There are a few colleagues, people I look up to, who are hopelessly devoted to graphic design to the point where having a conversation about anything else seems pointless. They are intimidating and pretentious, but they are the students that professors like and give the best grades to. I have deducted from my education that the difference between a good graphic designer and a great graphic designer is to immerse yourself in that world and that world only; to find connections with graphic designers who also are immersed in that world, to talk to them in circles about that visual graphic design world. It is to pretentiously dismiss other worlds. Beruit’s theory is that “modern design education is essentially value-free; every problem has a purely visual solution that exists outside any cultural context”. To be successful as a graphic designer is to immerse oneself completely in the design world and to be solely passionate about that and that only. Only then can you prove your commitment to design and be a successful graphic designer. How can I be a “great” graphic designer if I don’t live up to these standards?
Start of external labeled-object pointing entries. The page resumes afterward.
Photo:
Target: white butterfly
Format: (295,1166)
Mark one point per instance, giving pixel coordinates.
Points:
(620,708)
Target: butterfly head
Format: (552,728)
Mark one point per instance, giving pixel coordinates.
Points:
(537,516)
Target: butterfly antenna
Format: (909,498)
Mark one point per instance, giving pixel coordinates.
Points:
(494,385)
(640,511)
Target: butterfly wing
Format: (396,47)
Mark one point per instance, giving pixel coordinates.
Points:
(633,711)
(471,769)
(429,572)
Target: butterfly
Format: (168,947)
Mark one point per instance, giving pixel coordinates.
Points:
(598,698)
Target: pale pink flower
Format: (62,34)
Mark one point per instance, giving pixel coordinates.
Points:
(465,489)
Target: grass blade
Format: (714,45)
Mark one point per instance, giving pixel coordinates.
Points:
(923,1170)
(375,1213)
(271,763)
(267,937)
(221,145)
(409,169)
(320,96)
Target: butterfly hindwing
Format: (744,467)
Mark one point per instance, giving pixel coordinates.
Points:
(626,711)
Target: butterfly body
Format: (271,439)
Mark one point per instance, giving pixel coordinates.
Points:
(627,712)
But wait, that feels wrong. I am passionate about design and I know my designs are successful. What is going on? This can’t be right. What is the difference here? Why is my university telling me that it is not okay to value other things?

If I, as a designer, only consider the visual aesthetics of a subject matter without valuing it, without really having a history with it, a knowledge or philosophy about it then the results will be a low quality design that doesn’t have an impact on me or the viewer. I will lack a feeling of fulfillment and the feeling of success.
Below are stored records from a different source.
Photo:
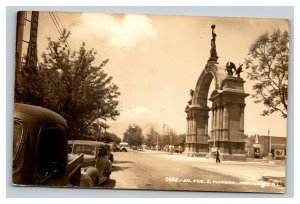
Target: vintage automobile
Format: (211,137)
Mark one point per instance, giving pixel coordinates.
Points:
(95,155)
(40,155)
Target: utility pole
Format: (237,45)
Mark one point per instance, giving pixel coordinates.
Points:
(270,144)
(31,58)
(19,43)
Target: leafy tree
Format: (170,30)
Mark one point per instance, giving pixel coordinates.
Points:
(169,138)
(152,138)
(70,83)
(179,140)
(110,137)
(268,65)
(133,135)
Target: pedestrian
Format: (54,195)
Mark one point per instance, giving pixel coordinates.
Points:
(218,156)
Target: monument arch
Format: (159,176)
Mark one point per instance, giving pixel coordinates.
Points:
(227,112)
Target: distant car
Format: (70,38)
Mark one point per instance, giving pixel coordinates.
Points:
(96,155)
(124,147)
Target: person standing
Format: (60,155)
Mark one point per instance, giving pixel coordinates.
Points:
(218,156)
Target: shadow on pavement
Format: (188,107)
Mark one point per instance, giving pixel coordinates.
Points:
(110,183)
(122,162)
(120,168)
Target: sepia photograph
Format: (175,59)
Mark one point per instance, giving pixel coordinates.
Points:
(150,102)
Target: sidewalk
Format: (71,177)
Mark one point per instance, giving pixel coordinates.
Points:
(248,171)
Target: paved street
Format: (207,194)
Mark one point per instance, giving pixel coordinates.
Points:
(161,171)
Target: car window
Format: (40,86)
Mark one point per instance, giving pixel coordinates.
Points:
(102,152)
(17,137)
(84,148)
(70,147)
(52,150)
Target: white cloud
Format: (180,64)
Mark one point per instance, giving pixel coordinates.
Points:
(119,31)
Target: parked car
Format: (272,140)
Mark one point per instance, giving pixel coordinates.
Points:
(109,148)
(40,154)
(124,147)
(95,155)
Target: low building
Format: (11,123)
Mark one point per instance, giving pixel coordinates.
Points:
(259,146)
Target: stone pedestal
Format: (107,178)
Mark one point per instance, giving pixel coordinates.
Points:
(227,128)
(197,131)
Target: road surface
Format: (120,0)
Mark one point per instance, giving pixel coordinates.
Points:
(161,171)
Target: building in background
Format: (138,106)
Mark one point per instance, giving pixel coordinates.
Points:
(260,146)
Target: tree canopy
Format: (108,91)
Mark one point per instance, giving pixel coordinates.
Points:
(152,138)
(268,67)
(133,135)
(71,84)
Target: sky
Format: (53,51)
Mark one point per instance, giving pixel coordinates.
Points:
(155,60)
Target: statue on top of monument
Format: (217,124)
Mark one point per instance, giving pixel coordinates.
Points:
(213,49)
(239,70)
(231,66)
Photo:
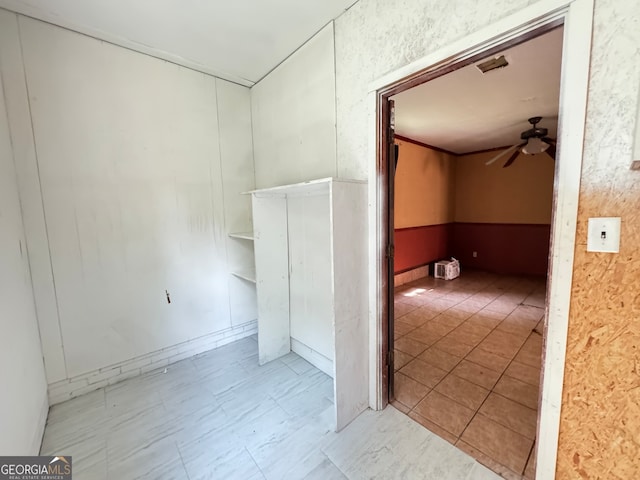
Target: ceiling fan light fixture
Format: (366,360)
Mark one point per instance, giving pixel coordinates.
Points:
(534,145)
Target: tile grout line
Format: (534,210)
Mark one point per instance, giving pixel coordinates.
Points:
(450,372)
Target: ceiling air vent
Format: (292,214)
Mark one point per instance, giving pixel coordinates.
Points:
(492,64)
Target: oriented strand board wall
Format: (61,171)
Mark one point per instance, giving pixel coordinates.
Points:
(521,193)
(600,419)
(600,425)
(424,187)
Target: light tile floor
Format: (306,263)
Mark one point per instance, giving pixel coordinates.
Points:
(221,416)
(468,358)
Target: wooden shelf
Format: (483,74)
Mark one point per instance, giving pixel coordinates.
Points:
(242,235)
(248,275)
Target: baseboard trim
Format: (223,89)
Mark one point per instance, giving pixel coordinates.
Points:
(410,275)
(96,379)
(312,356)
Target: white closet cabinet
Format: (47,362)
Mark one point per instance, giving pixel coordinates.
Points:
(310,253)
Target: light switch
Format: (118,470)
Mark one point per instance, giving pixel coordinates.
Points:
(604,235)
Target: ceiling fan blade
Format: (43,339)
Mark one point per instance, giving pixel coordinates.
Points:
(551,151)
(512,158)
(503,153)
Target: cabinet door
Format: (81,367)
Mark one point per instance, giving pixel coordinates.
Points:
(351,363)
(272,276)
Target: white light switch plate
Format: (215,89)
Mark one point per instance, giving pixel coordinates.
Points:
(604,235)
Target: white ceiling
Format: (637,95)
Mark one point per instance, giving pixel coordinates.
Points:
(467,110)
(238,40)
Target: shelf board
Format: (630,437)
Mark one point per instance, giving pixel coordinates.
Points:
(243,235)
(302,188)
(248,275)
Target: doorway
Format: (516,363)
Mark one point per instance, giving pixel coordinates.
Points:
(468,351)
(572,103)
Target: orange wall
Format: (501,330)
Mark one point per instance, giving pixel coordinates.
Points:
(521,193)
(424,187)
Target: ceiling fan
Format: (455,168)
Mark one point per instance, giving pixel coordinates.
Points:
(535,141)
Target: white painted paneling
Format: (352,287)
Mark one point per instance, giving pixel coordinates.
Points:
(29,187)
(272,276)
(310,286)
(294,121)
(240,40)
(23,402)
(129,164)
(351,336)
(236,158)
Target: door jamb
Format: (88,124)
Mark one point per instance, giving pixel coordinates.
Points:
(577,17)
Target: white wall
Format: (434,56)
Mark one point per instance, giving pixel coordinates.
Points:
(136,183)
(293,112)
(23,401)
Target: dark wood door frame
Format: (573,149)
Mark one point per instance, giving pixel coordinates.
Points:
(385,174)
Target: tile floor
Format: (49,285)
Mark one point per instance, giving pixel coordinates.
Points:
(467,364)
(220,416)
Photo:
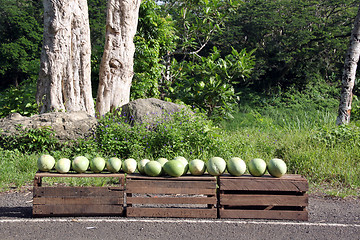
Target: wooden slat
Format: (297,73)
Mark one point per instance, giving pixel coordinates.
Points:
(77,210)
(170,184)
(188,177)
(264,214)
(171,212)
(79,200)
(290,183)
(78,191)
(157,190)
(171,200)
(263,200)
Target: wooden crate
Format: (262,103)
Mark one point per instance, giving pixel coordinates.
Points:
(77,201)
(185,196)
(263,197)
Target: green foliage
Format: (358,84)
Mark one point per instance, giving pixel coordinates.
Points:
(31,140)
(19,99)
(207,83)
(355,109)
(295,39)
(171,134)
(154,39)
(338,134)
(20,41)
(16,169)
(197,22)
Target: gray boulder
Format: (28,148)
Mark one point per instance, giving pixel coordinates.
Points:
(148,110)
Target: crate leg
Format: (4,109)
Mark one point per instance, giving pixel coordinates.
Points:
(128,195)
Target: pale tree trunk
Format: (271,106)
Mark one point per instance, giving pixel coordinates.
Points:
(116,68)
(64,82)
(349,74)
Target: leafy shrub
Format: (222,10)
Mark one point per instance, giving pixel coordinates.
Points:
(31,140)
(181,133)
(338,134)
(208,83)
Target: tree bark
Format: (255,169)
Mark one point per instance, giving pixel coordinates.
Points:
(116,68)
(64,82)
(349,74)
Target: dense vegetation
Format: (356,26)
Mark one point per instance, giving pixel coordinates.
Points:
(262,76)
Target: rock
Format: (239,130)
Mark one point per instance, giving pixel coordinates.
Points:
(67,125)
(148,110)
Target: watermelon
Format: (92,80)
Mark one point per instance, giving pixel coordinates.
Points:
(129,165)
(257,167)
(197,167)
(80,164)
(277,167)
(162,161)
(97,164)
(45,163)
(216,166)
(113,164)
(141,165)
(174,168)
(63,165)
(153,168)
(236,166)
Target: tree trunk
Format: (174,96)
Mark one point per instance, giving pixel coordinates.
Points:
(64,82)
(116,68)
(349,74)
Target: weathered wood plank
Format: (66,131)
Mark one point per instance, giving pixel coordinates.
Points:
(171,212)
(291,183)
(263,200)
(156,190)
(77,191)
(170,184)
(74,174)
(171,200)
(79,200)
(264,214)
(77,210)
(188,177)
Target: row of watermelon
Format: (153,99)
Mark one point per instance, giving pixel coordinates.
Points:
(177,167)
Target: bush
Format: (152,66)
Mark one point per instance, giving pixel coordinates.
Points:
(185,133)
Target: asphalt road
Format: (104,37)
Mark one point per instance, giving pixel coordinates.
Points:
(329,218)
I feel as though I can create a logical equation to simplify this:

 

Visual Design Skills + Concept of Value + Life Experience + Happiness = Quality Design

 

To be successful as a designer, in my opinion, is to find balance within all aspects of life. Immersing yourself in one idea, one interest, one-way of thinking, is to blind yourself from other aspects of life and design. This will then have influence on a designers work whether they know it or not. Everyone needs experiences like travel, culture, drinking and mistakes. A graphic designer can design components to experiences like a concert poster but to experience said concert will shape thoughts, action, and design. Although a university that focuses on the process and visual design strengthens a student’s graphic skills, it may simultaneously weaken other life skills that could contribute to whether or not a design is successful.

So, in a perfect world, a university creates a curriculum with the intent of exposing other worlds into students and thus value is instilled. But wait, this leads us to an even more important question that may never be answered: can you teach the concept of finding value or is it something that every human is responsible for attaining himself or herself? Can you teach someone to be curious, to take risks, or to create an opinion on something? Can you teach someone to find things that interest him or her and pursue them whether the social norm (or in this case, the graphic design world) says it is allowed?

Michael Beirut, you’ve made me think.